Notwithstanding anything to the contrary contained herein, any rights and/or
options of first offer, refusal, or extension granted to Tenant shall be
personal to the Tenant named herein and shall be deemed null and void in the
event of any assignment of this Lease or sublease of all or substantially all of
the Premises.

         (B) No consent by Landlord to an assignment of this Lease shall be
effective until Tenant shall deliver to Landlord an agreement in form and
substance satisfactory to Landlord pursuant to which such assignee assumes and
agrees to be bound by all of the terms, covenants, conditions, provisions and
agreements of this Lease. In no event shall Tenant be released from its
obligations hereunder as a result of any assignment of this Lease, and the
Tenant named herein and any assignee of such Tenant who assumes the obligations
of the named Tenant under this Lease, from and after such assignment, shall be
jointly and severally liable for performance of all obligations of Tenant under
this Lease.

         (C) If the rent and other sums payable to Tenant by an assignee or
sublessee for or in connection with an assignment of this Lease or the sublease
of all or any part of the Premises shall be in excess (the "Excess") of the Base
Rent and any Additional Rent provided for in this Lease (allocated on a per
square foot basis in the event of a sublease of less than all of the Premises),
Tenant shall so notify Landlord and shall pay Landlord the Excess as and when
received by Tenant.

    SECTION 4.03 CARE OF PREMISES. Subject to the provisions of Sections 6.01
and 6.02 hereof, Tenant shall maintain and repair the Premises during the Term
and preserve same in the condition delivered to Tenant on the Commencement Date,
normal wear and tear excepted. Tenant shall be responsible for repainting and
redecorating the Premises, and making repairs, replacements and alterations as
needed, in a good and workmanlike manner in accordance with the terms and
provisions of this Lease. Landlord shall repair or replace, at Tenant's expense,
any damage done to the Building or any part thereof caused by Tenant or Tenant's
agents, employees, contractors, invitees or visitors. Tenant agrees to give
Landlord or its managing agent prior written notice of the necessity for any
repairs to the Premises and shall not proceed to perform same until Landlord or
its managing agent has consented thereto. Upon the expiration of the Term or
other termination of this Lease, Tenant shall peaceably surrender to Landlord
the Premises, broom clean, in the same condition as existed on the Commencement
Date, excepting only ordinary wear and tear.

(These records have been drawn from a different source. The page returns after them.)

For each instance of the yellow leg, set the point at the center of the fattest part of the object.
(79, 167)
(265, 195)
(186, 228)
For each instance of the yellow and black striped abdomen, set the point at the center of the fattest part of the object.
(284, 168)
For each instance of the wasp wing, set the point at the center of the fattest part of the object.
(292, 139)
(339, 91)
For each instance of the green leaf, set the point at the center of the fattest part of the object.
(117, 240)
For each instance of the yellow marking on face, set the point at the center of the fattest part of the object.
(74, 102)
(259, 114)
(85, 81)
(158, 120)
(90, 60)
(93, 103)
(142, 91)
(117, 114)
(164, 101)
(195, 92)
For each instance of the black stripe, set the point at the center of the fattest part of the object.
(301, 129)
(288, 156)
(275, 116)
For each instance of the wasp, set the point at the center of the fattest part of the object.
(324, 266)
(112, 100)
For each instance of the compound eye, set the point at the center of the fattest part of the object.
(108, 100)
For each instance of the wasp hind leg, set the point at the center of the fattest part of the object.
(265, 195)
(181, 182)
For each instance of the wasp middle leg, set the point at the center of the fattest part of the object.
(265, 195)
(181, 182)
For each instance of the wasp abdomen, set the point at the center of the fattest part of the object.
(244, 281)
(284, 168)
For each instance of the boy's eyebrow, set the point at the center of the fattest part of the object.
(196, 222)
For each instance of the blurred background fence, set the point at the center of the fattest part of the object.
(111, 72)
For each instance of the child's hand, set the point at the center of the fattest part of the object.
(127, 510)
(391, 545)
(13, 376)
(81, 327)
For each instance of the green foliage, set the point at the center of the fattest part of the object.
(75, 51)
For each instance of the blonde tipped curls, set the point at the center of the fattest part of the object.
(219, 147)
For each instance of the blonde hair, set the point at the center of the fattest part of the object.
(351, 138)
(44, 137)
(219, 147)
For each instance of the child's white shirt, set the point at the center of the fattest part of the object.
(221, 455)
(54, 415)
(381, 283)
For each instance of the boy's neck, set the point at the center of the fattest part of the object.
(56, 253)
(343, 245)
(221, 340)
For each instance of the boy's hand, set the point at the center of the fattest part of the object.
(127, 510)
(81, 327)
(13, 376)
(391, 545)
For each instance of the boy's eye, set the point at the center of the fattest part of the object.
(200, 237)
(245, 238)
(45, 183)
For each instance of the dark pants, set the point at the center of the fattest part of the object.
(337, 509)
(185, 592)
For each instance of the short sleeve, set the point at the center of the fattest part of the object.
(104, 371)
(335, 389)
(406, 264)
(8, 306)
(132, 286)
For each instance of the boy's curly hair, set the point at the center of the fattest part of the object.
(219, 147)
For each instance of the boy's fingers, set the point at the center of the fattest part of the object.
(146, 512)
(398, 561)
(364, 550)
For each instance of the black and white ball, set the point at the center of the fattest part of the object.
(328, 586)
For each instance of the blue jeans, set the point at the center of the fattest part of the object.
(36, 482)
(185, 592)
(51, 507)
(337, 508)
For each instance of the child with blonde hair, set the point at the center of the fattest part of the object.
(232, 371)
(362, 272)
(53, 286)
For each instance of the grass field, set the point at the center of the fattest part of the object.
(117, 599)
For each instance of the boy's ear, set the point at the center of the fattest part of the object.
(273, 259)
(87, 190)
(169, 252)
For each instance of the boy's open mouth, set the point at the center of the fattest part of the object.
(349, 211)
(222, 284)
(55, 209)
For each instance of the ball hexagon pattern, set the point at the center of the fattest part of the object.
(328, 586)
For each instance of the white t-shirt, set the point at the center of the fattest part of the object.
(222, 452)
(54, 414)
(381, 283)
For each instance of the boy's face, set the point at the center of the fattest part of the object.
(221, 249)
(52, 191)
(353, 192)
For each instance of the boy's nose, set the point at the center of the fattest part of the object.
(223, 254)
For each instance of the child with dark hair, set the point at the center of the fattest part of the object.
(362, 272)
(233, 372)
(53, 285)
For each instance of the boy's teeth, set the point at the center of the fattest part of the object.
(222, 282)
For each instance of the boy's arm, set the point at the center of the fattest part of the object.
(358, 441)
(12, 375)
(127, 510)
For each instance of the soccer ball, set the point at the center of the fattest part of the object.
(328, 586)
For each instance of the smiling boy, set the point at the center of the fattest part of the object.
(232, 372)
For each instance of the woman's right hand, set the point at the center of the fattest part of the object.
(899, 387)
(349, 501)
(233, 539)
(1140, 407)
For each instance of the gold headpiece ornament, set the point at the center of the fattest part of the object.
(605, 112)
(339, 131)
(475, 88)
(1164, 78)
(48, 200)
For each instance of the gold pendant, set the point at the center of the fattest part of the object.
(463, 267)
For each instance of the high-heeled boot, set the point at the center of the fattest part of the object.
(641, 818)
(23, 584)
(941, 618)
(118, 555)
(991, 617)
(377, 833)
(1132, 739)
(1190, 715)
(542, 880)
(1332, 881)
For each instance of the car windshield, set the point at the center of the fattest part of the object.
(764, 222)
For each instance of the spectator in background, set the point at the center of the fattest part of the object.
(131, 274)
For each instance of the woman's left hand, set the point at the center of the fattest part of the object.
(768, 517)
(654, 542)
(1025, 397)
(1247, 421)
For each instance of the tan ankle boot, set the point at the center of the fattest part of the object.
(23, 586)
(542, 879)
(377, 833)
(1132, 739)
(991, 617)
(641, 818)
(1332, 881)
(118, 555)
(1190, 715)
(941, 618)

                                      -11-
<PAGE>   13
    SECTION 4.04      COMPLIANCE WITH LAW.

         (A) Tenant, at its expense, shall comply with all laws, orders and
regulations of any governmental authorities and with any directive of any public
officer which shall impose any violation, order or duty upon Landlord or Tenant
with respect to the Premises or the use or occupation thereof including, without
limitation, any governmental law or statute, rule, regulation, ordinance, code,
policy or rule of common law now or hereafter in effect relating to the
environment, health, safety or any substances, materials or wastes regulated by
any governmental authority or deemed or defined as a "hazardous substance",
"hazardous material", "toxic substance", "toxic pollutant", "contaminant",
"pollutant", "solid waste", "hazardous waste" or words of similar import under
applicable laws and regulations of the United States, the state in which the
Building is located and the political subdivisions thereof having jurisdiction
over the Building, including, without limitation, oil and petroleum products,
natural or synthetic gas, asbestos in any form, urea formaldehyde and radon gas
(collectively, "Hazardous Materials"). In addition, Tenant shall comply with,
and shall cause compliance with the rules and regulations set forth in EXHIBIT E
annexed hereto, as amended from time to time (the "Rules and Regulations"),
which have been adopted by Landlord for the Building.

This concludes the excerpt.